Having duplicate content across more than one domain has been a problematic issue for some online businesses for many years. For a long time the theory was that duplicate content was being penalized by search engines, particularly big brother Google. They have said on many occasions they don’t penalize, rather, they select what they feel is the most appropriate ‘original’ version of the content.

Why have duplicate content? There are actually many situations where you may have duplicate content quite legitimately. This content is spread around two or more domains, often where businesses have websites specific to various countries. The cure – back to Google again.

Google introduced a canonical rel tag earlier this year that enables webmasters to identify which version of a page of content was the original. That was fine for single sites where archives, categories and tags often meant the same content was appearing with different URLs. Using the rel=”canonical” tag helped to solve that problem.
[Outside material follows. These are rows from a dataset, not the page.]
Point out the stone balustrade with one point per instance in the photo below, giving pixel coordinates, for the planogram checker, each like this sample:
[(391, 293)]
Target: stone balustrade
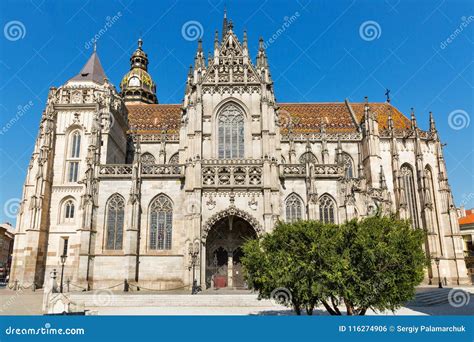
[(147, 170), (317, 170), (232, 173)]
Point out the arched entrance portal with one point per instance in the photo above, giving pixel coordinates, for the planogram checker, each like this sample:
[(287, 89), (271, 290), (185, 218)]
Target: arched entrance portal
[(224, 252)]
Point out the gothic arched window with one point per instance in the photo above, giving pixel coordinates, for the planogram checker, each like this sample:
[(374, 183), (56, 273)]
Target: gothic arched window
[(174, 159), (115, 220), (75, 144), (327, 209), (68, 211), (408, 183), (430, 202), (348, 165), (308, 157), (161, 223), (147, 158), (294, 208), (231, 132), (73, 156)]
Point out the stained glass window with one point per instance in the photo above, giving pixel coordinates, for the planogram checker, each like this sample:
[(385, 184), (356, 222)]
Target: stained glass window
[(348, 165), (326, 209), (231, 132), (408, 184), (115, 221), (294, 208), (161, 223)]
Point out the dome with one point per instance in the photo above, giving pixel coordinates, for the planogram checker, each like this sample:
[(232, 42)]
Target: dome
[(137, 85)]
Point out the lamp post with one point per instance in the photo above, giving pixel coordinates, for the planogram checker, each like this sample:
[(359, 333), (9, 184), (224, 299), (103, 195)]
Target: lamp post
[(193, 254), (439, 275), (63, 261)]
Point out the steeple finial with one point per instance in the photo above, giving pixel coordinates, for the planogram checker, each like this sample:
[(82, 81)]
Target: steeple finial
[(390, 118), (225, 26), (260, 44), (413, 118), (200, 45), (432, 123)]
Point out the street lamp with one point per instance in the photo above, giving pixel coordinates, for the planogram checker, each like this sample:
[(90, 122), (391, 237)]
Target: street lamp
[(63, 261), (193, 254), (439, 275)]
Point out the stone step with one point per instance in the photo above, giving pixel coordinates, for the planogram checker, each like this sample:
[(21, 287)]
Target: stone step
[(110, 299)]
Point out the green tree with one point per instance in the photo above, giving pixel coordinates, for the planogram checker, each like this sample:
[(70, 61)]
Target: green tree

Earlier this week Google announced the cross domain support for the tag. This means you can have content on a site here in Scotland and duplicate it on sites in other parts of world. The use of the rel element for cross domain issues is link rel=”canonical” href=”original page url”.

There are several points to note with this tag. First, Google uses the tag as a hint – not as a command. Second, the tag is not currently supported by other search engines and, finally, using 301 redirects will override the rel tag.

Whilst not a perfect solution for duplicate content, it is a quick and easy aid to help the search engines determine which version of a piece of content is the original – and down the track, it should act as a reminder if you go through any web redesign processes.